A Murgia è infatti riuscita, nella sua densa e lucida traiettoria esistenziale, una delle cose più ardue ed encomiabili (ma solo quando è a fin di bene), ossia quella di lavorare sulla coscienza delle persone, superando in possenza vocale – e grazie alla costruzione di un pensiero coraggioso e originale – l’incessante brusio di fondo, ma anche lo scroscio delle cascate d’odio, che quotidianamente nel mondo dell’etere si riversa sui personaggi pubblici, soprattutto quando portano delle novità. Un odio, quello dei leoni da tastiera (ma anche di chi si arrocca a un’idea di famiglia e di struttura sociale che certamente non affonda le proprie radici in una legge della natura, quanto più nell’eterno bisogno di controllo e nell’egemonia ecclesiastica) cui è difficile tenere testa, poiché non affrontabile e quanto di più lontano vi sia dalle logiche di scambio e sano confronto.
Michela Murgia ha ammesso di avere vomitato non tanto per la chemioterapia, ma quanto per le cattiverie di chi non le ha voluto concedere, fino all’ultimo, di essere riuscita nell’intento apparentemente utopico di infondere in centinaia di migliaia di persone un’idea di consapevolezza.

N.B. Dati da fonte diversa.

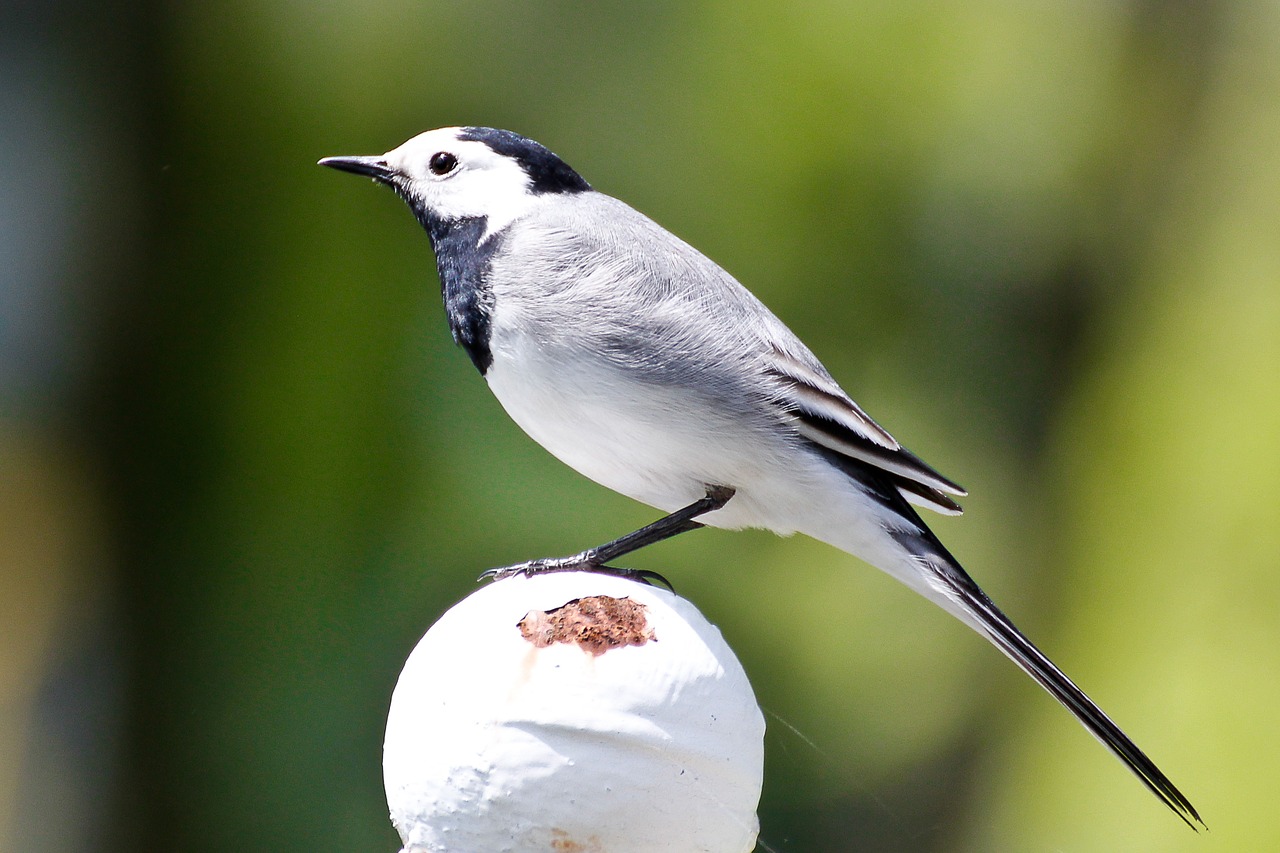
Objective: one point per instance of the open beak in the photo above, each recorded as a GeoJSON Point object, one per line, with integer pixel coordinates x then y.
{"type": "Point", "coordinates": [374, 167]}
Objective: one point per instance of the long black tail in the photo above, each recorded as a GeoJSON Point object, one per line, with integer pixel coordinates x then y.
{"type": "Point", "coordinates": [951, 587]}
{"type": "Point", "coordinates": [1031, 660]}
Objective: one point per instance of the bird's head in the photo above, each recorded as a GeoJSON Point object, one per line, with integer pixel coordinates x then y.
{"type": "Point", "coordinates": [461, 173]}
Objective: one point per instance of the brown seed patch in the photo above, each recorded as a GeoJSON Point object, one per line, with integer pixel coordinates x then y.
{"type": "Point", "coordinates": [595, 624]}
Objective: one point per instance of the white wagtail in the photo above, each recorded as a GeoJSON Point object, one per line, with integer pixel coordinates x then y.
{"type": "Point", "coordinates": [645, 366]}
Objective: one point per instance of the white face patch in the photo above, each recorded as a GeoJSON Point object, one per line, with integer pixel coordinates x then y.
{"type": "Point", "coordinates": [483, 183]}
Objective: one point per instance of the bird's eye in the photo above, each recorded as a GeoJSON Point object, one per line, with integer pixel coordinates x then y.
{"type": "Point", "coordinates": [442, 163]}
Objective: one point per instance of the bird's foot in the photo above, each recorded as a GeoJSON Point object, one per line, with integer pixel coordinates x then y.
{"type": "Point", "coordinates": [584, 561]}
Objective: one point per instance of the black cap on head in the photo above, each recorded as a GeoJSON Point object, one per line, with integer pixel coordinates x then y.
{"type": "Point", "coordinates": [547, 172]}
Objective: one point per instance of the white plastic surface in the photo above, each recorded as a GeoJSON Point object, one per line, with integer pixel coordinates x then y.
{"type": "Point", "coordinates": [496, 744]}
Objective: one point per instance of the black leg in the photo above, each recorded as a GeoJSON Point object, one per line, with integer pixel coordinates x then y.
{"type": "Point", "coordinates": [595, 559]}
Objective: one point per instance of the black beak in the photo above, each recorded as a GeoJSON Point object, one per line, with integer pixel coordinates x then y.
{"type": "Point", "coordinates": [373, 167]}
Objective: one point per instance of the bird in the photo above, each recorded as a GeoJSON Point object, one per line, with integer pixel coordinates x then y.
{"type": "Point", "coordinates": [640, 363]}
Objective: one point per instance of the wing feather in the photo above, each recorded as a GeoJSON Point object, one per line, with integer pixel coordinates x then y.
{"type": "Point", "coordinates": [823, 414]}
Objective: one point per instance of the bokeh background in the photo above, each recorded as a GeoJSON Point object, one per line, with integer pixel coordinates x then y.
{"type": "Point", "coordinates": [242, 466]}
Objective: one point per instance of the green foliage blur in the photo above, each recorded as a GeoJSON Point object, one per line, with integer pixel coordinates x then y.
{"type": "Point", "coordinates": [1038, 242]}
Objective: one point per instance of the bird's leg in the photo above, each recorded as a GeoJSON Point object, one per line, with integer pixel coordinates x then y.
{"type": "Point", "coordinates": [597, 559]}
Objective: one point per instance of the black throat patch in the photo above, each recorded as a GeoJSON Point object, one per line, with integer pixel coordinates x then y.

Basta guardare i suoi account social, alla voce “commenti” (là, dove, per sua stessa ammissione, lei praticava “cecità selettiva”) per trovarvi una moltitudine di donne e uomini che finalmente hanno trovato sé stesse nella voce di un’intellettuale che ha saputo unire l’universale (l’idea della necessità di democrazia, libertà e non da ultimo amore) a un individualismo che si nutriva di un’identità forte, per quanto minoritaria (la sua Sardegna, con le sue peculiarità, le sue strutture sociali ataviche e le concessioni al matriarcato); ma d’altronde è solo dal profondo del cuore che il proprio io riesce a trasformarsi in respiro trasversale.
Questa forza di coerenza la dobbiamo, tutti, a Michela Murgia. Anche chi non ha apprezzato la sua condivisione della malattia o certe tirate contro le istituzioni (come l’accanimento contro la presenza del generale Figliuolo, che per il suo ruolo di primo piano nella lotta al Covid ha rispolverato l’uniforme militare, quasi fossimo precipitati in guerra), o non crede necessaria una formalizzazione della famiglia queer come la intendeva lei, o ancora non crede nella giustizia dell’utero in affitto – che per lei era diventato, più dolcemente, “in affido”.
Peccato che nei suoi ultimi giorni, oltre all’omaggio all’amore esternato grazie alle nozze inedite celebrate in articulo mortis, Michela Murgia abbia dovuto assistere ai successi di personaggi come la ministra Roccella o alla potenziale erosione di diritti che le donne ormai davano per scontati. Ma nemmeno in quei frangenti le sue azioni e le sue parole sono venute meno all’essere potente atto politico, in una vita che si è mossa sempre in perfetto equilibrio fra il rispetto delle persone che costituivano il suo entourage privato e quello che invece era il dibattito pubblico. E questo non è poco, in un’era in cui gli intellettuali, laddove ancora ce ne sono, vengono derisi e nei peggiori dei casi perfino trascinati nelle aule di tribunale, come succede all’amico Roberto Saviano.